Despite the blockbuster’s continued dominance, “Paul Blart: Mall Cop 2″ did better than expected, pulling in $24 million across 3,633 locations. It had been projected to fall short of the $20 million barrier.
It’s good news for Sony Pictures, which had a painful chapter from its recent history dredged up this week when Julian Assange’s WikiLeaks published an archive of emails and documents that were stolen by Guardians of Peace. However, “Paul Blart: Mall Cop 2″ could not match the $31.8 million debut of the first film in the Blart chronicles.
With a modest $30 million production budget, the sequel will be profitable, Sony execs said.
“It was a little scary to be in [‘Furious 7’s’] wake, but that Blart is tough stuff,” said Rory Bruer, Sony’s distribution chief. “We exceeded expectations and held our ground despite this juggernaut.”
The film brought back Kevin James as the hapless shopping center cop, but transplanted the segway shenanigans to Las Vegas. Critics were savage, handing “Paul Blart: Mall Cop 2″ a 0% on Rotten Tomatoes.
“This movie is about having fun and having some laughs with the whole family and it delivers on that,” said Bruer. “If critics don’t get that, I guess maybe they needed to see it with an audience or bring their kids.”
Universal has been racking up big numbers with “Furious 7,” but the studio scored another hit with the micro-budget horror film “Unfriended.” The look at a bunch of teenagers engaging in some digital age bullying cost a measly $1 million to produce, returning that many times over after one weekend in theaters. “Unfriended” made $16 million across 2,739 theaters. Going into the weekend, the studio had predicted a debut in the $12 million range.

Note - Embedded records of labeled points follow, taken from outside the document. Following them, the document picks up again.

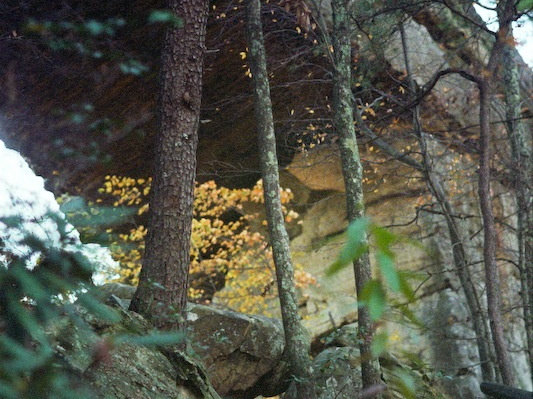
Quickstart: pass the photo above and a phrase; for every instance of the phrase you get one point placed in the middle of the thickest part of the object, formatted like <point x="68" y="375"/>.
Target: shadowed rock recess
<point x="77" y="116"/>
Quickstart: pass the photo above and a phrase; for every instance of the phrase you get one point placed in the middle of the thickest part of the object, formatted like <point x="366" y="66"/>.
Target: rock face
<point x="242" y="354"/>
<point x="126" y="370"/>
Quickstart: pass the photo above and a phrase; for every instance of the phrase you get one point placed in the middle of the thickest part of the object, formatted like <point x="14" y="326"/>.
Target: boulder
<point x="242" y="354"/>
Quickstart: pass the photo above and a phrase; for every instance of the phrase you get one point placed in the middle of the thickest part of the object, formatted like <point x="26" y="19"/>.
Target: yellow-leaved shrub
<point x="229" y="261"/>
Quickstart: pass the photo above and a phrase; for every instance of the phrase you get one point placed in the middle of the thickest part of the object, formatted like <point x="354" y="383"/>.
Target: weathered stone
<point x="242" y="354"/>
<point x="112" y="369"/>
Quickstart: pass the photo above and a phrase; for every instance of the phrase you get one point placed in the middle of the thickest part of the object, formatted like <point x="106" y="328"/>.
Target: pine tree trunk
<point x="436" y="189"/>
<point x="352" y="171"/>
<point x="296" y="340"/>
<point x="521" y="169"/>
<point x="163" y="283"/>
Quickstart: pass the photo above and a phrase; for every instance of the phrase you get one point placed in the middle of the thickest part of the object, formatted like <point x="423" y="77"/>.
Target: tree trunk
<point x="520" y="145"/>
<point x="436" y="189"/>
<point x="163" y="283"/>
<point x="352" y="171"/>
<point x="296" y="340"/>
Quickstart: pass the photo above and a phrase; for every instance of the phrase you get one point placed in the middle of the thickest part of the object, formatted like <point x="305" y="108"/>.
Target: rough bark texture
<point x="163" y="281"/>
<point x="485" y="201"/>
<point x="352" y="171"/>
<point x="436" y="189"/>
<point x="520" y="144"/>
<point x="296" y="340"/>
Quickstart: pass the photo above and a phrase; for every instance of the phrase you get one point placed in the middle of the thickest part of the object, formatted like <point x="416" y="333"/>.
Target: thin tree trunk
<point x="163" y="283"/>
<point x="352" y="171"/>
<point x="296" y="340"/>
<point x="436" y="188"/>
<point x="492" y="278"/>
<point x="520" y="145"/>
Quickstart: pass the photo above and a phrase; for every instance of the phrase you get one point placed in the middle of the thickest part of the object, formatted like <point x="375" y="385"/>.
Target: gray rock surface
<point x="242" y="354"/>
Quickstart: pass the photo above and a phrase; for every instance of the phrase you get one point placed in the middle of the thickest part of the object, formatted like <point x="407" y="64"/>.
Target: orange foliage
<point x="225" y="252"/>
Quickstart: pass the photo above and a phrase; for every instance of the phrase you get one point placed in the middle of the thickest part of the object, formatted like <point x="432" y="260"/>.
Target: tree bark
<point x="521" y="166"/>
<point x="296" y="339"/>
<point x="352" y="171"/>
<point x="436" y="189"/>
<point x="162" y="292"/>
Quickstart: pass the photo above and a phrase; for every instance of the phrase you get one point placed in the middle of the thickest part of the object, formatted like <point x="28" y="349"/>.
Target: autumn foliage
<point x="231" y="264"/>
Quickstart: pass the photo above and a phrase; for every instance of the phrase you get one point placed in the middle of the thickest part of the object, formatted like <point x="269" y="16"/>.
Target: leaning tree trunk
<point x="352" y="171"/>
<point x="521" y="162"/>
<point x="296" y="341"/>
<point x="436" y="189"/>
<point x="162" y="292"/>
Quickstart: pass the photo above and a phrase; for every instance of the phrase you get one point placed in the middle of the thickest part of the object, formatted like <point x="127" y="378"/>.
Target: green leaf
<point x="406" y="384"/>
<point x="386" y="264"/>
<point x="354" y="247"/>
<point x="379" y="343"/>
<point x="165" y="16"/>
<point x="525" y="5"/>
<point x="375" y="298"/>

And pity poor “Child 44.” The Soviet serial killer thriller with Tom Hardy bombed, earning a doleful $600,000 in just 510 theaters. Lionsgate, the studio behind the flop, did sell some foreign territories to mitigate its financial exposure and brought in check-writing partners such as Worldview Entertainment, but with a $50 million price tag, “Child 44″ is shaping up to be a pricey disaster.
Disney’s “The Monkey Kingdom” bowed in seventh place, earning $4.7 million from 2,012 locations.
With “Furious 7,” “Paul Blart: Mall Cop 2,” and “Unfriended” taking up the first three slots, the top five was rounded out by “Home” with $10.3 million and “The Longest Ride” with $6.9 million. “Home” has made $142.6 million since debuting last month, while “The Longest Ride” has lassoed $23.5 million.
In limited release, “Ex Machina” expanded from four to 39 screens this weekend, sustaining the highest per screen average in the country for the second week in a row, and adding $814,293 to its haul. The brainy sci-fi film has made $1.1 million.
Noah Baumbach’s mid-life crisis comedy “While We’re Young” made $1.6 million from 713 theaters. It has generated $4.2 million since debuting four weeks ago.